The fee is negotiated by the client or their representative and the provider. In most States, the fee can be raised, if a 30 day written notice is given detailing the reason for the increased costs, such as the increased level of care. In general, costs not covered by the monthly fee: private phone line, medications, transportation to doctors, church or social outings, and incontinence supplies.
Remember, Appropriate Matching is Extremely Important when choosing an Adult Care setting. Be sure to visit several homes and follow your gut feelings as well. Repeat visits can aid in accurate judgments regarding your final decision for placement.

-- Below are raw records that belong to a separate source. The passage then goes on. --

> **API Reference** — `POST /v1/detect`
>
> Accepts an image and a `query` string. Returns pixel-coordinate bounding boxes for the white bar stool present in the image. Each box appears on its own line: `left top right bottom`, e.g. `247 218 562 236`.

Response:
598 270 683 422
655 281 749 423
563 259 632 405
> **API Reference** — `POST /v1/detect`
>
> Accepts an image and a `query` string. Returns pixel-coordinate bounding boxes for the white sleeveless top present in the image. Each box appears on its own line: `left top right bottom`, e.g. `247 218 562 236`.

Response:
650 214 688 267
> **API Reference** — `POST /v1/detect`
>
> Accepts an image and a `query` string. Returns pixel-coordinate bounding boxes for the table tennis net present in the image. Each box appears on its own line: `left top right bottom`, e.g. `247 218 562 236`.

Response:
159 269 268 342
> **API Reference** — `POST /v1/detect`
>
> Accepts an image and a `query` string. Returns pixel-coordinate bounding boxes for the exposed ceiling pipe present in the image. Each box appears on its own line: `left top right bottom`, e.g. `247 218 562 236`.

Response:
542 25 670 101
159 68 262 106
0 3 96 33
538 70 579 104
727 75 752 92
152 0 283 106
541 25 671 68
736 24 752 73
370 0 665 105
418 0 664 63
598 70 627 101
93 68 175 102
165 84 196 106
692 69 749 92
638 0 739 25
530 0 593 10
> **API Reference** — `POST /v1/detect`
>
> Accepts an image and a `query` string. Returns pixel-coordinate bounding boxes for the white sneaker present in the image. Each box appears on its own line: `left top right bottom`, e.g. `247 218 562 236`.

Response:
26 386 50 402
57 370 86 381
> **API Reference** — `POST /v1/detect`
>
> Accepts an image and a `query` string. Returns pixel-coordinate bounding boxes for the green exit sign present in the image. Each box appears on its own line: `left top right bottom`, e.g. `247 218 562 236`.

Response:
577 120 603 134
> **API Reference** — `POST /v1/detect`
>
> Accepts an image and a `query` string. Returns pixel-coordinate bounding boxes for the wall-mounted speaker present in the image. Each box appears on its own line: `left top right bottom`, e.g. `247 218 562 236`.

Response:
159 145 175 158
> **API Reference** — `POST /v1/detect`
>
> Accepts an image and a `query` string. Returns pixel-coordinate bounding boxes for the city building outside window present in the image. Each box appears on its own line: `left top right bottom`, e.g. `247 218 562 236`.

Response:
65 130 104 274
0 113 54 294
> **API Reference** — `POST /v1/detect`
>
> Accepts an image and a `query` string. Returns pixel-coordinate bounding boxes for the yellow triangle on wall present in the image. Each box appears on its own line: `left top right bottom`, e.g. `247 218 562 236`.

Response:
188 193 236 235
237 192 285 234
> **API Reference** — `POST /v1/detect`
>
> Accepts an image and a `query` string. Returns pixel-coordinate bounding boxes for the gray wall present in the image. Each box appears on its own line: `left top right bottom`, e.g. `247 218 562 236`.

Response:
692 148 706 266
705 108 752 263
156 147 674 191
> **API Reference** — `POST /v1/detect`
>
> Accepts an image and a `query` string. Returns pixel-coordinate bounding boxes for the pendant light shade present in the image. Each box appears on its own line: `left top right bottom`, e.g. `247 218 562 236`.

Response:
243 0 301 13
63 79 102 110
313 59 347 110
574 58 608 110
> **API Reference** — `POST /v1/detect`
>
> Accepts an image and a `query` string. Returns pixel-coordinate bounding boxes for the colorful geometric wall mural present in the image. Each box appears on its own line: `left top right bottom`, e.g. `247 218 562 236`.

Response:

During your visit, you may want to observe the following:
- Does the provider enjoy talking to and relating to the residents?
- How do residents respond?
- Does the provider encourage you to talk freely, ask questions, and speak to other residents?
- Does the provider welcome suggestions from family or friends?
- Are the other residents an appropriate match for your loved one?
- Are the residents treated with dignity and respect?
- Does the provider seem to be organized?